Второй отдел: Господство дома Романовых до вступления на престол Екатерины
II. Выпуск пятый: XVII столетие.
Глава 5.
МАЛОРОССИЙСКИЙ ГЕТМАН ЗИНОВИЙ-БОГДАН ХМЕЛЬНИЦКИЙ
Древняя киевская земля, находившаяся под управлением князей Владимирова дома, ограничивалась на юг рекою Росью. Пространство южнее Роси, начиная от Днепра на запад к Днестру, ускользает из наших исторических источников. Наш древний летописец, пересчитывая ветви славянорусского народа, указывает на угличей и тиверцев, которых жилища простирались до самого моря. Угличи представляются народом многочисленным, имевшим значительное количество городов. Бесчисленное множество городищ, валов и могил, покрывающих юго-западную Россию, свидетельствует о древней населенности этого края. Почти непонятно, каким образом киевские, волынские и галицкие князья, владея множеством городов, возникавших один за другим в их княжениях, занимавших северную половину нынешней Киевской губернии, Волынь и Галицию, упустили плодороднейшие соседние земли. Из нашей летописи мы узнаем, что языческие князья вели упорную войну с угличами. После сильного сопротивления, князья одолевали их, брали с них дань, а потом, со времен Владимира, угличи со своим краем как будто исчезают куда-то. Только в XIII веке во время Данила, в краю между Бугом и Днестром, являются какие-то загадочные бологовские князья, владевшие городами и поладившие с покорившими их татарами. В так называемой литовской летописи мы находим смутное известие, что в XIV веке Ольгерд, покоривши Подол, нашел там местное население, живущее под начальством атаманов. Из польских и литовско-русских источников узнаем, что в XV столетии нынешний край юго-западной России был уже значительно населен сплошь до самого моря, в южных его пределах были обширные владения знатных родов: Бучацких, Язловецких, Сенявских, Лянскоронских и пр. Плодородные земли изобиловали хлебопашеством и скотоводством; велась постоянная торговля с Грецией и Востоком; ходили купеческие караваны в Киев.

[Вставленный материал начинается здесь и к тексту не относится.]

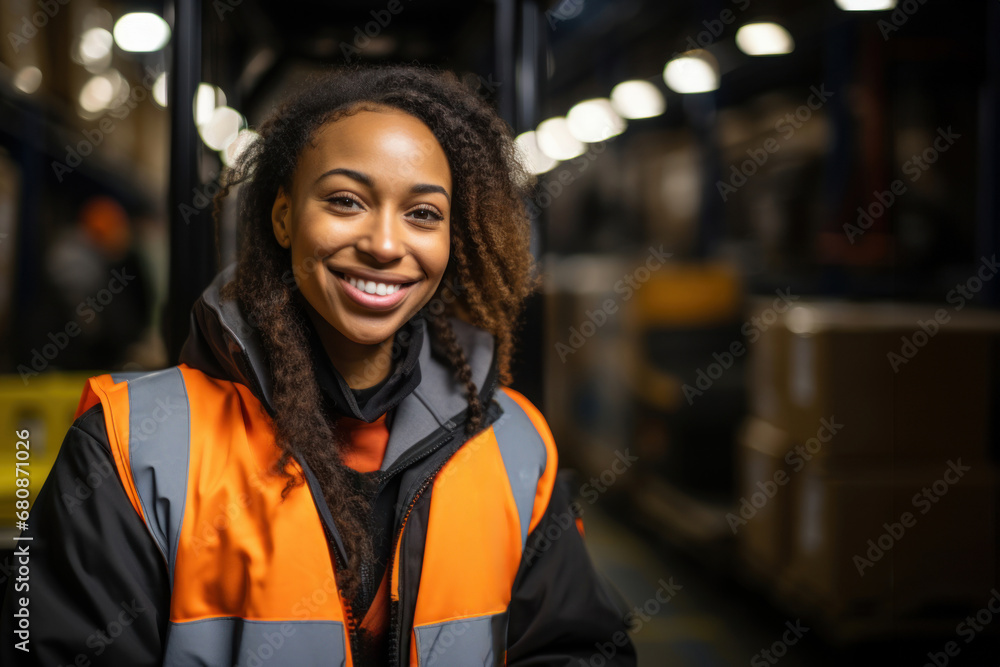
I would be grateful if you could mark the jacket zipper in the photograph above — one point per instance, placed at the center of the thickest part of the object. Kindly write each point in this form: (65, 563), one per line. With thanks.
(452, 426)
(396, 608)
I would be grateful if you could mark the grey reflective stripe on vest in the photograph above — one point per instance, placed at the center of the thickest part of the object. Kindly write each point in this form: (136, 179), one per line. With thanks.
(461, 643)
(524, 456)
(216, 642)
(159, 427)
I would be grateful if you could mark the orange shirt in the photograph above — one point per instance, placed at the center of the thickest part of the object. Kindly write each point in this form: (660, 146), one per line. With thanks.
(368, 444)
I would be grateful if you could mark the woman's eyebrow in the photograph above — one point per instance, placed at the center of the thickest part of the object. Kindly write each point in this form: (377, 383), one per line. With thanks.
(362, 178)
(365, 179)
(426, 188)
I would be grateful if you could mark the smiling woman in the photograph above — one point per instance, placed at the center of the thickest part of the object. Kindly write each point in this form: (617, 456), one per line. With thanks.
(338, 472)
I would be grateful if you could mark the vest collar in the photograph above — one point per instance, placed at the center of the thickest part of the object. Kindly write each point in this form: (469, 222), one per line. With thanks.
(223, 343)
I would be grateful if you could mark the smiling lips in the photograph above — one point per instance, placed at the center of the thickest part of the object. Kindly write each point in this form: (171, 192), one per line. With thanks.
(372, 294)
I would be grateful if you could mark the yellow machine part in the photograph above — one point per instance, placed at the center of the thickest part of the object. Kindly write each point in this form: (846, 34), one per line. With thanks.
(44, 407)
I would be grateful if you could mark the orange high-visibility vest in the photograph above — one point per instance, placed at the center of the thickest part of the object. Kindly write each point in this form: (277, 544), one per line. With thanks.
(252, 578)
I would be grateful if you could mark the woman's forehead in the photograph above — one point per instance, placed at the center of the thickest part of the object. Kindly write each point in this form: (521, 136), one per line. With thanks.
(392, 143)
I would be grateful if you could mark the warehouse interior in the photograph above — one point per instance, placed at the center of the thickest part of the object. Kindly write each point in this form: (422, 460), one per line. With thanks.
(767, 341)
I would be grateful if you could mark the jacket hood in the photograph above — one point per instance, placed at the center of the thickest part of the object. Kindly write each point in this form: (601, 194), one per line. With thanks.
(224, 343)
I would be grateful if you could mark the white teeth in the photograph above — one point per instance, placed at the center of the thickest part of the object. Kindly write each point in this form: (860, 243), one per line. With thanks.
(381, 289)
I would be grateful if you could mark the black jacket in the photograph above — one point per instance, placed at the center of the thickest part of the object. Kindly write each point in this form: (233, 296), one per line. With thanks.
(98, 588)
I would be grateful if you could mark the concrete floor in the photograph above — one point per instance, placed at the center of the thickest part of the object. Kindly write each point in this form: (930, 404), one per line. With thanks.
(714, 622)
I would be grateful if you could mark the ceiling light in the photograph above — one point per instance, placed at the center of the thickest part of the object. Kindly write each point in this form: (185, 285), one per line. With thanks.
(637, 99)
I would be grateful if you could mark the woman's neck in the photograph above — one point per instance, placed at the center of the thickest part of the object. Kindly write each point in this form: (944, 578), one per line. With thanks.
(361, 365)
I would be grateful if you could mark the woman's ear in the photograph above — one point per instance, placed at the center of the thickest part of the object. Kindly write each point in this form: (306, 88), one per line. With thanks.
(281, 219)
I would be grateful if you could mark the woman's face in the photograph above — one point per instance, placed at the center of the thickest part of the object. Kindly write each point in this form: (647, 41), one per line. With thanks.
(370, 200)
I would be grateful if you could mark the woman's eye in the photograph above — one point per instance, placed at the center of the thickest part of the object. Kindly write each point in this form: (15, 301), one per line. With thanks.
(427, 215)
(343, 202)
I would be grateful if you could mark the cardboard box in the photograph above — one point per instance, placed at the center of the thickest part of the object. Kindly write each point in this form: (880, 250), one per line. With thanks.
(761, 517)
(903, 396)
(893, 542)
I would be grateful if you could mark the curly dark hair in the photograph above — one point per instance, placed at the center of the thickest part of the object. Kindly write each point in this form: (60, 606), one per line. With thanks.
(490, 258)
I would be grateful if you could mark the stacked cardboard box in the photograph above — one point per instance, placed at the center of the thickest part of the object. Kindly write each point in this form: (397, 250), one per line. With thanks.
(881, 418)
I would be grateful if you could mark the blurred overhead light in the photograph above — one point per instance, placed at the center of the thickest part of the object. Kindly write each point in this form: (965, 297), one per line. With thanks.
(866, 5)
(233, 151)
(594, 120)
(141, 32)
(28, 79)
(160, 90)
(692, 72)
(532, 156)
(556, 141)
(637, 99)
(222, 128)
(764, 39)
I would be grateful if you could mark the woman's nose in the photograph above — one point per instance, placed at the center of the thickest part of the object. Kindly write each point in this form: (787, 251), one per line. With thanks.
(382, 236)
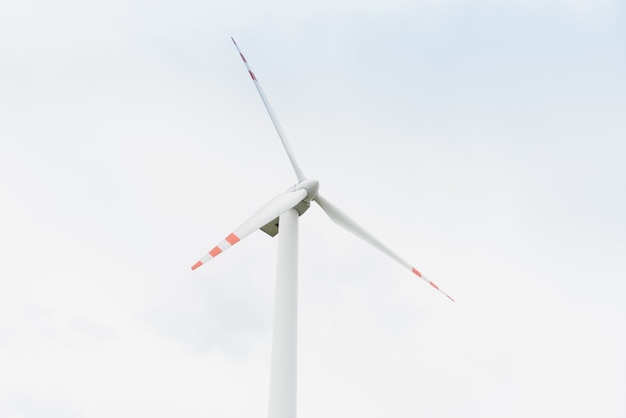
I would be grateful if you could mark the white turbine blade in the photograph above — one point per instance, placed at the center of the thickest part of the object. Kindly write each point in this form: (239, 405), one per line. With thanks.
(271, 210)
(344, 221)
(279, 129)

Но после разрушения греческой империи и после основания в Крыму хищнического царства Гиреев, беспрестанные грабежи и набеги татар не допустили свободного мирного развития жизни в этом крае и вызвали в нем необходимость населения с чисто воинственным характером. В конце XV века введен был в Руси польский обычай отдавать города с поселениями под управление лиц знатного рода, под названием старост. В начале XVI века являются староства: черкасское и каневское, а в них военное сословие под названием казаков. Самая страна, занимаемая этими староствами, названа "Украиной"; название это переходит на все пространство до Днестра, именно на землю древних угличей и тиверцев, а потом, по мере расширения казачества, распространяется и на киевскую землю и на левый берег Днепра 1.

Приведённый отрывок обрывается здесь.